La hora de los balances a pérdida
Es tanta el agua que ha corrido bajo los puentes en la última década -también es posible que desde mucho antes- que hasta el viejo y entrañable ejercicio cinéfilo de escoger la mejor película del año se ha vuelto una antigualla. ¿Mejor en qué sentido? ¿Mejor para quién? Y, más importante, mejor considerando qué: ¿todo lo que llegó a las salas, todo lo que usted vio por su cuenta, todos los títulos que le ofrecieron canales como Netflix o Apple TV, y también todo lo que pudo ver en su computador sin preguntarle a nadie y sin siquiera compartir con sus amigos?
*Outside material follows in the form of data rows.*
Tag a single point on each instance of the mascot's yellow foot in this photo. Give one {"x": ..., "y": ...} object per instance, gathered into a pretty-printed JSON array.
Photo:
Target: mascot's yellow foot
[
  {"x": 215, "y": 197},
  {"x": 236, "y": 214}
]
Ya es un lugar común decir que este negocio, esta industria, este fenómeno cultural que es el cine está cambiando. Hace algunos meses, Javier Porta Fouz, el director de El Amante, notable crítico argentino, entregó una medida reveladora de la transformación de la industria. Contó que de las 10 películas más vistas en Estados Unidos de 1993, nueve fueron protagonizadas por personas y una por personas y dinosaurios (Jurassic Park). En ese grupo de realizaciones exitosas, ninguna era una secuela, tampoco había adaptaciones de un cómic y ninguna respondía a eso que llaman cine de animación. Sólo una, El fugitivo, estaba basada en una serie de TV. Diez años después, en 2003, el virus del efectismo trucho ya se estaba manifestando y ocho de las realizaciones top ten ya tenían componentes fantásticos y/o de ciencia ficción; una era una película de animación y seis eran secuelas de otras películas. Veinte años después, en 2013, seis de los 10 títulos que barrieron en la taquilla tenían componentes fantásticos o de ciencia ficción, otros tres eran de animación, y el que restaba era Rápido y furioso 6, que -reconozcamos- nunca fue un modelo de película intimista o introspectiva. Seis de esas cintas, por otra parte, eran secuelas. Las películas con gente de la calle, con gente que no vuela ni tiene poderes telepáticos, con gente que se enamora o se desamora, que tiene problemas en su familia o dificultades para pagar las cuentas a fin de mes, habían desaparecido. Se siguen haciendo, seguramente, pero ya no llegan a las multisalas.
Ese es un aspecto del cambio. Hay muchos otros. Hoy la identidad y naturaleza de las películas están muy condicionadas por los espacios donde sea posible verlas.Las multisalas están dejando de ser un puente efectivo de conexión con el público para el cine independiente y es mejor no preguntar por las cifras de asistencia a las películas chilenas, porque son misérrimas. Reclamar contra el aparato de distribución o exhibición es fácil, porque da dividendos en términos de corrección política y permite esconder la cabeza ante el problema, como los avestruces. Permite ignorar, por ejemplo, que ni el cine independiente ni el chileno han hecho bien la tarea de inventar salidas alternativas dado que el público de las multisalas va definitivamente en busca de otra cosa.
Hay razones para tener una mirada apocalíptica frente a lo que viene. Y también para que podamos congratularnos, todavía, de ver títulos como los rescatados por Rodrigo González en su crónica del domingo pasado en este diario,luego de encuestar a varios críticos. El listado que preparó -que va de La vida de Adele a El lobo de Wall Street, de Balada de un hombre común a Jersey Boys, o de Matar a un hombre a Soy mucho mejor que voh, en la producción nacional- se ve incluso potente. Pero uno se pregunta si, descontados dos o tres títulos que efectivamente movieron las agujas de la taquilla o, más que eso, que en algún momento fueron parte de la conversación de la gente, ¿no será esto un tributo a la pura excepción y al gusto minoritario?
Sí, de acuerdo, a lo mejor siempre fue así. Pero nunca fue tanto y algo hay ahora en los rankings de la crítica que parecen operativos más o menos heroicos de resistencia cultural. Qué agote. Este era antes un fenómeno que en general se entendía bien con el público. Ahora la alianza es muy precaria y sólo por vía de excepción. Pierde, desde luego, la gente. Pero también la crítica y pierde sobre todo el cine.